Pertama dalam Sejarah, Nyamuk Ditemukan Hidup di Islandia
Pertama kalinya, nyamuk ditemukan hidup di Islandia. Ilmuwan sebut ini sebagai dampak pemanasan global yang menghangatkan suhu di Islandia.
Entomolog Matthías Alfreðsson mengatakan besar kemungkinan nyamuk itu akan tetap berada di sana karena mereka tahan dingin.
"Mereka suka menghangatkan diri selama musim dingin di tempat-tempat reduh seperti ruang bawah tanah dan lumbung," kata Matthías.

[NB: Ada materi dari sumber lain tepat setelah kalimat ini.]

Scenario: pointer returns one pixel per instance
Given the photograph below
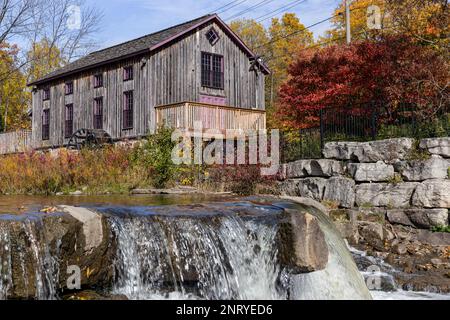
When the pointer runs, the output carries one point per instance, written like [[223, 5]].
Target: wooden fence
[[15, 142], [184, 115]]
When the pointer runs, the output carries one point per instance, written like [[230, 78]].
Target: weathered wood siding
[[169, 75], [15, 142]]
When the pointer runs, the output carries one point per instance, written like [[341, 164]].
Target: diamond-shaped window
[[212, 36]]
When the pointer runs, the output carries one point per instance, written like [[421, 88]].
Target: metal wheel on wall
[[89, 138]]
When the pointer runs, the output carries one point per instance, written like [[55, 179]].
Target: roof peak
[[154, 33]]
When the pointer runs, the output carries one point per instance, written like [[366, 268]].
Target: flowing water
[[234, 260], [217, 254]]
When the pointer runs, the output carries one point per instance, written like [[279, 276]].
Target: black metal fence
[[363, 123]]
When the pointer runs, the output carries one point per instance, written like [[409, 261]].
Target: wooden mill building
[[196, 71]]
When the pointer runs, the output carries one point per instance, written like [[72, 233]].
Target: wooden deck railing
[[184, 115], [15, 142]]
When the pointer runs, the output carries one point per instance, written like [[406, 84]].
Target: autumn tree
[[426, 21], [278, 46], [44, 58], [388, 72], [51, 33], [13, 96]]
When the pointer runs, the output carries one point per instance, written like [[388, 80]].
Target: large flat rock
[[385, 195], [389, 150], [432, 194], [439, 146], [313, 168], [371, 172], [418, 217], [419, 170]]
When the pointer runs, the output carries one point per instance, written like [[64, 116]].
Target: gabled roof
[[145, 44]]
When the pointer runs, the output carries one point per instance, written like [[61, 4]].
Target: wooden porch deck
[[213, 117], [15, 142]]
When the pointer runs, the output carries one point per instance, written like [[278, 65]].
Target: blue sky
[[128, 19]]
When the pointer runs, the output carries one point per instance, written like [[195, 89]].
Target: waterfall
[[37, 272], [222, 257], [214, 251], [340, 280], [195, 258]]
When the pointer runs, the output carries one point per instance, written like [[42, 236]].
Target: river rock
[[399, 216], [432, 194], [41, 250], [340, 190], [383, 150], [385, 195], [371, 172], [313, 168], [312, 188], [439, 146], [373, 234], [434, 238], [417, 217], [304, 248], [420, 170]]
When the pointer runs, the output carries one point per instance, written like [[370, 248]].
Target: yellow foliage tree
[[44, 57], [14, 97], [278, 45], [425, 20]]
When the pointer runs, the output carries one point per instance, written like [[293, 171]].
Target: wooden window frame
[[68, 88], [127, 110], [98, 113], [46, 94], [98, 80], [212, 39], [128, 73], [45, 124], [68, 123], [210, 76]]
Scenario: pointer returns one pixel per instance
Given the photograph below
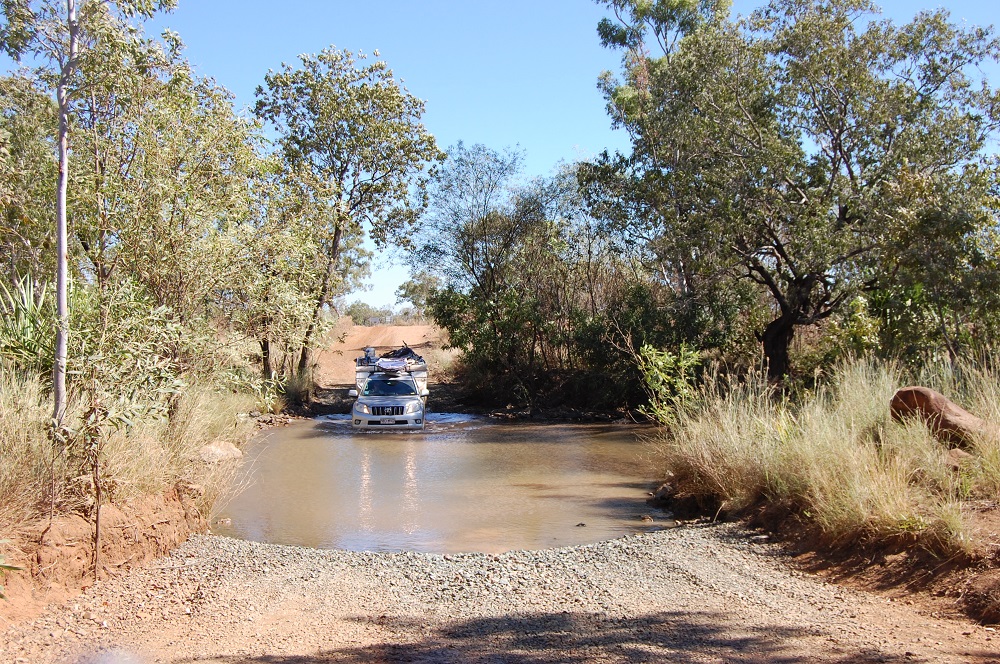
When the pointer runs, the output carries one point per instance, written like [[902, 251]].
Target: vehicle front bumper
[[413, 421]]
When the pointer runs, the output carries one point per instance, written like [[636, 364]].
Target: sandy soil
[[699, 593], [335, 366], [708, 593]]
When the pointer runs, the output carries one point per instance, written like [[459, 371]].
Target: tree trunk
[[324, 292], [62, 250], [265, 357], [776, 340]]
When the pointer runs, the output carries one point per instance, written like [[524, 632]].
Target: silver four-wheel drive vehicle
[[391, 390]]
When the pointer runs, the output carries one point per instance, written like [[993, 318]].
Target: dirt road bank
[[693, 594]]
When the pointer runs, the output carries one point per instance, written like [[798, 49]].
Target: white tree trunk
[[62, 259]]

"Ini pertama kalinya nyamuk ditemukan di tanah Islandia," lanjutnya.
Namun, ia mengatakan nyamuk pernah ditemukan di dalam pesawat yang menuju ke Islandia sebelumnya.
Sependapat dengan Björn, Matthías mengatakan penemuan ini penting.
Sementara itu, Gísli Már Gíslason, profesor biologi akuatik di Universitas Islandia, juga berpendapat bahwa spesies nyamuk yang ditemukan Björn lebih toleran terhadap suhu dingin dibandingkan banyak spesies lainnya dan menemukan tempat berlindung selama musim dingin.
"Di utara seperti di sini, lalat ini mencari ruang bawah tanah, loteng, bangunan luar, dan tempat-tempat lain yang suhunya di atas titik beku. Dengan begitu, ia hidup sebagai lalat dewasa selama musim dingin, sehingga dapat melanjutkan siklus hidupnya tahun berikutnya," katanya kepada Ruv Islandia.
Para ilmuwan meramalkan nyamuk akan tiba di negara yang memiliki suhu dingin tersebut, terutama setelah kawanan kutu bersarang di sana pada tahun 2015.
Menurut laporan The Guardian, Islandia sedang memanas lebih cepat daripada belahan bumi utara lainnya akibat pemanasan global.
Gletser runtuh dan ikan dari daerah beriklim hangat di selatan seperti ikan makerel ditemukan di perairan Islandia.
(Tribunnews.com/Yunita Rahmayanti)
:quality(30):format(webp):focal(0.5x0.5:0.5x0.5)/tribunnews/foto/bank/originals/NY4MUK-DI-ISLANDI4-234234.jpg)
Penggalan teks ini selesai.